6502.org Forum  Projects  Code  Documents  Tools  Forum
It is currently Sun Nov 10, 2024 8:41 pm

All times are UTC




Post new topic Reply to topic  [ 581 posts ]  Go to page Previous  1 ... 35, 36, 37, 38, 39
Author Message
PostPosted: Thu Sep 05, 2024 6:46 pm 
Offline
User avatar

Joined: Thu May 28, 2009 9:46 pm
Posts: 8481
Location: Midwestern USA
——— POC V1.5 ———

In my never-ending quest to get my contraptions to run faster and do more, I’ve been mulling several ways of progressing.  One thing I’ve been wanting to do is build a unit with more than the 128KB of RAM that is in POC V1.3 and V1.4.  My immediate goal is to move up to 512KB, which can be done with a single SRAM, but with a little more complication in the glue logic.

In a 65C816 system with more than 64KB of RAM, a simplistic glue logic setup will likely result in ROM and I/O being mirrored in higher banks, which is usually undesirable.  In my designs, ROM and I/O appear in bank $00, starting at $00C000 (I/O), $00D000 (ROM), and ending at $00FFFF.  Lacking proper glue logic, those items would also appear at $01C000, $01D000, $02C000, $02D000, etc..  If mirroring is to be avoided, logic has to know when A16-A23 is not $00.

In a 512KB system, bank $00 detection would be implemented with logic that performs the equivalent operation of BNK0 = !(A16 | A17 | A18), in which | represents logical ORBNK0 will be true only when the effective address is $00xxxx.  A triple-input NOR gate would have to be hooked up to the three address lines coming out of the transparent latch used to capture A16-A18, with the gate’s output fed back into the glue logic to tell it when the address is $00xxxx.  Simple enough...until one considers the timing.

The problem is the A16-A18 address component doesn’t immediately appear during Ø2 low, as the latch adds its propagation delay to the delay that occurs from the fall of the clock to when the 816 emits a valid address (the tADS spec).  Added to that will be the prop delay of the above-mentioned NOR gate before the glue logic actually knows if the address is, or is not, $00xxxx.

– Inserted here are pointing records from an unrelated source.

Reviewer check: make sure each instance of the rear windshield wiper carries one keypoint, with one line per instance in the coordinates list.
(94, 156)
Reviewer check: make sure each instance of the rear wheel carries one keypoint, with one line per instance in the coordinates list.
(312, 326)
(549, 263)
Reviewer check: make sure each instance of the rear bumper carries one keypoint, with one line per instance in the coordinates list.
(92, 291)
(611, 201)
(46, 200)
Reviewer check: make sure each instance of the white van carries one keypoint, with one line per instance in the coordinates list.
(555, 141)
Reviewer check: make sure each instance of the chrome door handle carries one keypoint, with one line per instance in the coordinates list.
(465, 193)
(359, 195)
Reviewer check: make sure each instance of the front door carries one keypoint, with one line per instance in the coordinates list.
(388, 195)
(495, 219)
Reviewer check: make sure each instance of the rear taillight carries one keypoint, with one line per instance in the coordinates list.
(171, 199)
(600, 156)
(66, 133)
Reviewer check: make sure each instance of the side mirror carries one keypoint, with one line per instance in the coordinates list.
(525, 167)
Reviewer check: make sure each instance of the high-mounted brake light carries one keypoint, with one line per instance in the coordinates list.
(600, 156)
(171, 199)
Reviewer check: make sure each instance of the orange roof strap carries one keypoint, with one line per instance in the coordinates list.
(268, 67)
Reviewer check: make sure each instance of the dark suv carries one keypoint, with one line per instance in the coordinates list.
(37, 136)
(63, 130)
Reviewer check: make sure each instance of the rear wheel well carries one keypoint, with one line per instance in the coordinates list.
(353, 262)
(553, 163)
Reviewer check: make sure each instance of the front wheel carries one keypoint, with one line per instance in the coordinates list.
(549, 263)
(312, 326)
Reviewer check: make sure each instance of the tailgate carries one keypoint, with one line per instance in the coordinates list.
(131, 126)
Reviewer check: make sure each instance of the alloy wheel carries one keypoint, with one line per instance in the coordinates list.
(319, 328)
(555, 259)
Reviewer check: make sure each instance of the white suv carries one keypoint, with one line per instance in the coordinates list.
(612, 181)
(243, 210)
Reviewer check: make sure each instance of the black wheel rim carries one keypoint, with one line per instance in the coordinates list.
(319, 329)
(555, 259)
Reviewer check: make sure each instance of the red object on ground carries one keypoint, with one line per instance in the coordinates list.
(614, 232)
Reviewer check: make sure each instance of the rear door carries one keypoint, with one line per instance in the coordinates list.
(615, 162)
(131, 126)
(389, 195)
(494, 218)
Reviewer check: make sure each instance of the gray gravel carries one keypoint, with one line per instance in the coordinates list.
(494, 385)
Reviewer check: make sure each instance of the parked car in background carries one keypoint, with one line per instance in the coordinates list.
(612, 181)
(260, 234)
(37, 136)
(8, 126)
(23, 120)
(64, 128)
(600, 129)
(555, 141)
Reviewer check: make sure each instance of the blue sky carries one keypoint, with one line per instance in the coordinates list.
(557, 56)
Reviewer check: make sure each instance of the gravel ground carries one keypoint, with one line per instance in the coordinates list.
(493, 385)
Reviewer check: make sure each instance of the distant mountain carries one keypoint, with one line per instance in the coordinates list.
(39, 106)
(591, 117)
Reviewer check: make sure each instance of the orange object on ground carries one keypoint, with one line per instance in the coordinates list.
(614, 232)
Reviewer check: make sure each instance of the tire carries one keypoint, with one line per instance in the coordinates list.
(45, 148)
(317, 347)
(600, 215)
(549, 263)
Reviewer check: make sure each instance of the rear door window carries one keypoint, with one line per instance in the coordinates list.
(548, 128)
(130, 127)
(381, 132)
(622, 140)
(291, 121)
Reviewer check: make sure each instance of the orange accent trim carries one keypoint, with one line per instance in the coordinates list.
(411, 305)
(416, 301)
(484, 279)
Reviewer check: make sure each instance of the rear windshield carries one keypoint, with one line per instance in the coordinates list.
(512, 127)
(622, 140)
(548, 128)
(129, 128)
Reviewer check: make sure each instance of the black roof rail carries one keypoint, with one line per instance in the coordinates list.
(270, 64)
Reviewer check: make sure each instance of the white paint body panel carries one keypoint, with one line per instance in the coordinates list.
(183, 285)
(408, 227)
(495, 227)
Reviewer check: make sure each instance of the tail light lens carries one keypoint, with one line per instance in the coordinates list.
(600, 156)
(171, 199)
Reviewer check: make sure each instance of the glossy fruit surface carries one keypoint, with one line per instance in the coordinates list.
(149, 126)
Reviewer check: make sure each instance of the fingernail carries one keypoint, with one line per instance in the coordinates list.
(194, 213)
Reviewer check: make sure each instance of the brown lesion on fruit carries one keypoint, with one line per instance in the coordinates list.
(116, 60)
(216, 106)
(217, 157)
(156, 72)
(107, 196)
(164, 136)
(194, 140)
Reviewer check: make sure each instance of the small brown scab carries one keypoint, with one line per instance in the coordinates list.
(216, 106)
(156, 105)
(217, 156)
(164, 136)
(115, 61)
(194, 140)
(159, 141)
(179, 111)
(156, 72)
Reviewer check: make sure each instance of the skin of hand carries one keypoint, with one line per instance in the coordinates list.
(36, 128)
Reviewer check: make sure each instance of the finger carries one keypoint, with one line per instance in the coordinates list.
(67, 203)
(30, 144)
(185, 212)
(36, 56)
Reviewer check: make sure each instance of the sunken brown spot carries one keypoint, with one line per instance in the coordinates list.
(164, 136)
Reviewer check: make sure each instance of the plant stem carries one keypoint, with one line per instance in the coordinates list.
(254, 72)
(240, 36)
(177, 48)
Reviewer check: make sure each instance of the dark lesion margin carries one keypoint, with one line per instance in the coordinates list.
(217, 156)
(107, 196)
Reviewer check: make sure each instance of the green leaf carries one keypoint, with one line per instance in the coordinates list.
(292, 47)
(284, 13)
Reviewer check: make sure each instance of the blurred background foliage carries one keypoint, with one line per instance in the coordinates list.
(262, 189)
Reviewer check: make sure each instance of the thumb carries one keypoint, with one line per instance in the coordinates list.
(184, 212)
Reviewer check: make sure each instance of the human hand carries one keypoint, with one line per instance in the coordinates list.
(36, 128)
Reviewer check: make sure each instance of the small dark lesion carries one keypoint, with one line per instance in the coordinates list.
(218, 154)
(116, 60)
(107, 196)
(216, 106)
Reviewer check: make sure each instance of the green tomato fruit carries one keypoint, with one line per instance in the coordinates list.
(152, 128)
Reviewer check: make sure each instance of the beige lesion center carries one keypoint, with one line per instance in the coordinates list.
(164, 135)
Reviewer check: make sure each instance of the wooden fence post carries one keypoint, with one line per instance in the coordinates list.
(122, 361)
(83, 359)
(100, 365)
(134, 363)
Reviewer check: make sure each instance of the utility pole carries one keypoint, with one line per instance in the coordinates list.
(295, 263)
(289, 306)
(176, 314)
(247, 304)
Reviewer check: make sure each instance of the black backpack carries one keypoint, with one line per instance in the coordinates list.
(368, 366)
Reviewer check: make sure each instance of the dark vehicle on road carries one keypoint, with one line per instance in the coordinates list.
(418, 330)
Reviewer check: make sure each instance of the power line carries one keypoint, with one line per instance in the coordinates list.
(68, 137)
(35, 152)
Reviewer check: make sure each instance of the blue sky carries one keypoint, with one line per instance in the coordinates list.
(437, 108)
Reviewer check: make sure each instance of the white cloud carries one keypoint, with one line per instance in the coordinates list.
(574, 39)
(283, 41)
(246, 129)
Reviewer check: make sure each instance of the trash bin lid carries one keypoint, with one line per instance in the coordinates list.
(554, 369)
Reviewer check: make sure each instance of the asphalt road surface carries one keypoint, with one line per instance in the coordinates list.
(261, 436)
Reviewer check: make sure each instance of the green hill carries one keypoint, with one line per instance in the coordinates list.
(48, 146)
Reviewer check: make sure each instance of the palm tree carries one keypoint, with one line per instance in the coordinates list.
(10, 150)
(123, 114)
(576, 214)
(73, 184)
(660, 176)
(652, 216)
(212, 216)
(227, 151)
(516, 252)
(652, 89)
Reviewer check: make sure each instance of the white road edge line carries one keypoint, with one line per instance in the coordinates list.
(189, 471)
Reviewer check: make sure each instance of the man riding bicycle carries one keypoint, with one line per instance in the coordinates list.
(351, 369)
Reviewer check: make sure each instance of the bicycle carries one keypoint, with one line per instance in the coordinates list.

My timing analysis indicates that the “it won’t work” Ø2 threshold with this arrangement is around 18 MHz, using discrete 74AC or 74AHC logic.  Allowing for variations in prop delay that are inevitable from one part to another, I projected that 16 MHz would be the practical Ø2 “ceiling,” something that has been borne out by real-world testing.  So I needed to find another way.

A while back, I had mentioned the possibility of building POC V1.5 with discrete logic that could support 512 KB of RAM.  I decided it would take too many gates (equating to soldering a lot of SOIC parts) and might not perform any better than V1.3, which is stable at 16 MHz.  Given that, I have concocted a substantially different design that consolidates glue logic and bank bits latching in two GALs, appropriately named GAL1 and GAL2:D

Here’s the memory map this new contraption will set up:

    Code:
    000000-00BFFF — base RAM (48 KB)
    00C000-00C37F — Input/output (1 KB)
    00C380-00C3FF — not decoded
    00C400-00CFFF — RAM (3 KB)
    00D000-00FFFF — ROM (12 KB)
    010000-07FFFF — extended RAM (448 KB)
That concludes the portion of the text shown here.